Types of mortgage insurance

  1. conventional loan
  2. FHA loan
    3)VA loan https://howtodiscuss.com/t/va-loan/15236.

Conventional loan

This is private mortgage insurance https://howtodiscuss.com/t/private-mortgage-insurance-pmi/8398. ( PMI) In conventional loan mortgage insurance, if you put down 20% on the loan then you don’t have to worry about mortgage insurance anymore, but you put down anything less then you’re going to have mortgage https://howtodiscuss.com/t/junior-mortgage/15888. insurance. Here the lesser the amount you put down on the loan the higher the amount you are going to have to
https://howtodiscuss.com/t/open-mortgage/9191. pay on the mortgage insurance. For example someone who put down 5% of his loan will have a higher mortgage than someone who put down 10% or 15% .

Summary
In conventional loan, the less the amount you put down the higher the amount you’ll have to pay on mortgage.

VA loan

This is government mortgage https://howtodiscuss.com/t/government-national-mortgage-association-gnma/13665. insurance.

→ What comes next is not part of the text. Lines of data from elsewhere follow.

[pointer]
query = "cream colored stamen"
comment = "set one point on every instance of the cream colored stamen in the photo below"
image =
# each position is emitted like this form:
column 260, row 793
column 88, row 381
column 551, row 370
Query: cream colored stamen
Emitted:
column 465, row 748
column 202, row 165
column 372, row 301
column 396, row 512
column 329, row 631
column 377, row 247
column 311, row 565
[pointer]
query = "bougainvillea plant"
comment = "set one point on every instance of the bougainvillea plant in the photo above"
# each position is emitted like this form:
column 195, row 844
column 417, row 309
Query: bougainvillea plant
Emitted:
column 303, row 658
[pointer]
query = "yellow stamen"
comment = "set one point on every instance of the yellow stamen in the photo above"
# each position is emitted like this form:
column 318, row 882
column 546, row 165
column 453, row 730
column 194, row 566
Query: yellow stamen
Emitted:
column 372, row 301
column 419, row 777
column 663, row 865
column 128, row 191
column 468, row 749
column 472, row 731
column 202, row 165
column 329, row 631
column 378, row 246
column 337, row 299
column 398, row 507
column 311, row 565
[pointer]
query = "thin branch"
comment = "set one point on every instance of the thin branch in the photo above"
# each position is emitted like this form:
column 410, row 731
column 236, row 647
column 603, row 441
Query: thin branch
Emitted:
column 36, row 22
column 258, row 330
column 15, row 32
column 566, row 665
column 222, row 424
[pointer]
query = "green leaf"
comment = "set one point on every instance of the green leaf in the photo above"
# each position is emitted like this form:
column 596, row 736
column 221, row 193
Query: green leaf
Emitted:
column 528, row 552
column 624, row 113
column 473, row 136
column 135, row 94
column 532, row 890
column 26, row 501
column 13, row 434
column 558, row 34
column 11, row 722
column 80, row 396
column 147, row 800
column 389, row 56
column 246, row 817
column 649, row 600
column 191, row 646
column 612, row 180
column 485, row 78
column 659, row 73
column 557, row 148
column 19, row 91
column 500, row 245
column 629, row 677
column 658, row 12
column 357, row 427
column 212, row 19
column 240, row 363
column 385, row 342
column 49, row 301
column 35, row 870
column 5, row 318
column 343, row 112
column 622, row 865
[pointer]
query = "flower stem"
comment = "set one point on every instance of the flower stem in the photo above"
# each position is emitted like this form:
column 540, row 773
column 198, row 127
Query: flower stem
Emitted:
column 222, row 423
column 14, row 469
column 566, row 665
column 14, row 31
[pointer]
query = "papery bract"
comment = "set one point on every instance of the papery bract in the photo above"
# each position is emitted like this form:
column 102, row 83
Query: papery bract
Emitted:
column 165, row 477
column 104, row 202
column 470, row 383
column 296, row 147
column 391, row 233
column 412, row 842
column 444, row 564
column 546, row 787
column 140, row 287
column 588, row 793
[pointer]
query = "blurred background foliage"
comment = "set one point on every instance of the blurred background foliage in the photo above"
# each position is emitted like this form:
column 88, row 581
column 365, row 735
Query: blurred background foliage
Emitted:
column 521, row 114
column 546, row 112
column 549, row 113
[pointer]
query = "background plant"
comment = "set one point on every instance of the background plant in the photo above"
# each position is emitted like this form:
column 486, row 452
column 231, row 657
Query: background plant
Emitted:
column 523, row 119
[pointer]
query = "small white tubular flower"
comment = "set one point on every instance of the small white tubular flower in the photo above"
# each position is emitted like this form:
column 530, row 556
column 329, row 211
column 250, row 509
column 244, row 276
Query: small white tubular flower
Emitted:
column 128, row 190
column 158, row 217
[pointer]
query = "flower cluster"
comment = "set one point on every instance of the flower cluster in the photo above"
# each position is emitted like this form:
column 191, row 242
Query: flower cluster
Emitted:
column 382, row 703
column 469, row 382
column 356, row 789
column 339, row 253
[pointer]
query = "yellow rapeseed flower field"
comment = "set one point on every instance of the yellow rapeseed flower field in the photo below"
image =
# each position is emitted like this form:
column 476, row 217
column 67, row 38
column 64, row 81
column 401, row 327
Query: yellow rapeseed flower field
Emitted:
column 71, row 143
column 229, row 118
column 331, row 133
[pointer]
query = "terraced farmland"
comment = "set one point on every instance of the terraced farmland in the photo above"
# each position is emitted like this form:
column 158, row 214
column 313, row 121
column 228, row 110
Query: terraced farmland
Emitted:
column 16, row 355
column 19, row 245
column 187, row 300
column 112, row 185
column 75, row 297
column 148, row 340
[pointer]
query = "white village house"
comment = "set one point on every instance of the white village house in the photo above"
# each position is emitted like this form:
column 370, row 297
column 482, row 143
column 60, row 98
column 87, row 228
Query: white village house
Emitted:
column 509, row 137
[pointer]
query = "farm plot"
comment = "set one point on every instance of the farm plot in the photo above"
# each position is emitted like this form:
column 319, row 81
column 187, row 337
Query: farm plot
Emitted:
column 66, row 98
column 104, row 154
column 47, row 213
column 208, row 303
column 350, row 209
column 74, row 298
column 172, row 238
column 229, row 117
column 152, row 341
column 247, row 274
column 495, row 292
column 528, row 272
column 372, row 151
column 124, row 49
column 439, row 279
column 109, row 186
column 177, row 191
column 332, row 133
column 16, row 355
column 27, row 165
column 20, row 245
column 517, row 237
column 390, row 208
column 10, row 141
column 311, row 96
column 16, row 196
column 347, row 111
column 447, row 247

In this type of mortgage insurance What is mortgage insurance?, you’re required to pay just one time upfront fee after that you don’t have to be making any monthly payment on the mortgage again.

FHA loan

This is also a government https://howtodiscuss.com/t/government/6712. mortgage insurance. In this type of mortgage insurance, you’re required to pay for the mortgage https://howtodiscuss.com/t/mortgage/10125. insurance What is life insurance? A Complete Guide For Beginners. for the whole duration of the loan. For example, if you have a loan for 5yrs FHA stays with you for 5yrs, the only way to get rid of it is to get rid of the loan https://howtodiscuss.com/t/loan/11885.

Frequently asked questions

Why do lenders insist on getting mortgage?
Lenders insist on you getting mortgage insurance because they don’t want to risk loosing their money in case something happens and you couldn’t make the loan payment.

What is my insurance premium
Your insurance premium is the probability of something going wrong, the higher this probability, the higher the amount you’ll pay with your insurance company.

conclusion

Mortgage insurance is a portion of your monthly loan payment that goes to the lender to protect them in the event of a default on the loan.
Mortgage insurance doesn’t cover you in anyway, it covers the lender in case you couldn’t make the loan payment for any reason.